When an employee resigns, they are generally required to give their employer a notice period. During this time, their employment continues as usual, with entitlements to salary, benefits, and leave accruals remaining intact. However, employers have some flexibility in managing this period.
Before making any decisions, employers should review the terms of any applicable award, registered agreement, or employment contract.
In this article, we’ll clarify the key differences between pay in lieu of notice and gardening leave, and outline employers’ obligations for each option.
Managing the Notice Period
Employers can approach the notice period in several ways:
- Allow the employee to work through the notice period
- Opt to pay out the notice period (pay in lieu of notice), or
- Use a combination of both.
Pay in Lieu of Notice
When an employer chooses to terminate employment immediately without requiring the employee to work through their notice period, this is called pay in lieu of notice. The employer must pay the employee the full amount they would have received if they had worked until the end of the notice period.
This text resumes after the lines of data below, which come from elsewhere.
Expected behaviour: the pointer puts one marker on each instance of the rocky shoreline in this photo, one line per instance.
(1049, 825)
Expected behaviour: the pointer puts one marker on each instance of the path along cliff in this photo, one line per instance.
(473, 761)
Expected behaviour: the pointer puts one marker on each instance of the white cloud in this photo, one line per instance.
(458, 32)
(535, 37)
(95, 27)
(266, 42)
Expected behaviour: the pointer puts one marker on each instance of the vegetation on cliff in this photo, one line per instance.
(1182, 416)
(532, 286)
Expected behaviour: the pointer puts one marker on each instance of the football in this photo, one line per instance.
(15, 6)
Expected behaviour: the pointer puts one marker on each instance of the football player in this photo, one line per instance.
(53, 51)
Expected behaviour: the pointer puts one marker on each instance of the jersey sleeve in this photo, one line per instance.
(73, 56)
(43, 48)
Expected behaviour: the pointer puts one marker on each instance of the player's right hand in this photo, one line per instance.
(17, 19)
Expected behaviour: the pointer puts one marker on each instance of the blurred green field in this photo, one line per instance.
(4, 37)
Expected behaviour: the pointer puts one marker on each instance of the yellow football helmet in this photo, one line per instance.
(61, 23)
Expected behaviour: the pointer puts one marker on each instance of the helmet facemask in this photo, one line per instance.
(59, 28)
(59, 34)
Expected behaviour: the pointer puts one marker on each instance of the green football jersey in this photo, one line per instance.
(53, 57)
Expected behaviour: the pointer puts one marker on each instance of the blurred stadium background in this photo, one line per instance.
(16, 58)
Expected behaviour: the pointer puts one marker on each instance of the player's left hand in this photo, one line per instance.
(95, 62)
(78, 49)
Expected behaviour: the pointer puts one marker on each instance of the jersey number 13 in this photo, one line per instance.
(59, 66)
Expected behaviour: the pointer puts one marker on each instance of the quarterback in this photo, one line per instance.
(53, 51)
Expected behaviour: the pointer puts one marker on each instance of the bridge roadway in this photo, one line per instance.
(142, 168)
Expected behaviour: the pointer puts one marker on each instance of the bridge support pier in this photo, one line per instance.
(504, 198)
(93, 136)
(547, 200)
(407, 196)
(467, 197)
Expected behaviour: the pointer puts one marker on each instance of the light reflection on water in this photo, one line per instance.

This amount includes:
- Incentive-based payments and bonuses
- Loadings
- Monetary allowances
- Overtime and penalty rates
- Any other identifiable payments.
It’s important to note that the employee’s employment officially ends on the date payment is made, and they no longer accrue entitlements, such as annual leave. If no part of the notice period is paid out, the employee remains employed until the notice period expires. Employment cannot end earlier than the date notice is provided.
Payments made in lieu of notice are classified as Employment Termination Payments (ETPs) and are subject to superannuation.
Gardening Leave
Gardening leave, by contrast, occurs when the employer keeps the employee on payroll during the notice period but directs them not to work. This is often used to protect sensitive business information or prevent the employee from starting a new role with a competitor. Gardening leave must be outlined in the employee’s contract to be enforceable.
During gardening leave:
- The employee remains employed but is not required to attend the workplace.
- They continue to receive their usual salary, superannuation, and other benefits, and accrue leave entitlements.
- Payments are treated as regular salary and wages, not as termination payments, and are taxed accordingly.
Even though the employee doesn’t perform work during gardening leave, they are still bound by their employment contract, including any confidentiality obligations or restrictions on taking up new employment. Gardening leave is reported in STP2 as “Other paid leave” (leave type: O).
Key Differences
- Employment Status: During gardening leave, the employee remains employed until the end of the notice period. With pay in lieu of notice, employment ends as soon as the payment is made.
- Entitlements: Employees on gardening leave continue to accrue leave and entitlements, whereas employees paid in lieu of notice stop accruing entitlements once the termination payment is made.
- Payment Type: Gardening leave payments are treated as salary and wages, while pay in lieu of notice is classified as an ETP.
Understanding the differences between pay in lieu of notice and gardening leave is crucial for employers to meet their obligations. Pay in lieu of notice ends employment immediately, with entitlements paid out in one lump sum, while gardening leave keeps the employee on payroll, with ongoing salary and benefits until the notice period ends. Both options provide flexibility, but each comes with distinct responsibilities in terms of payments, tax treatment, and ongoing obligations.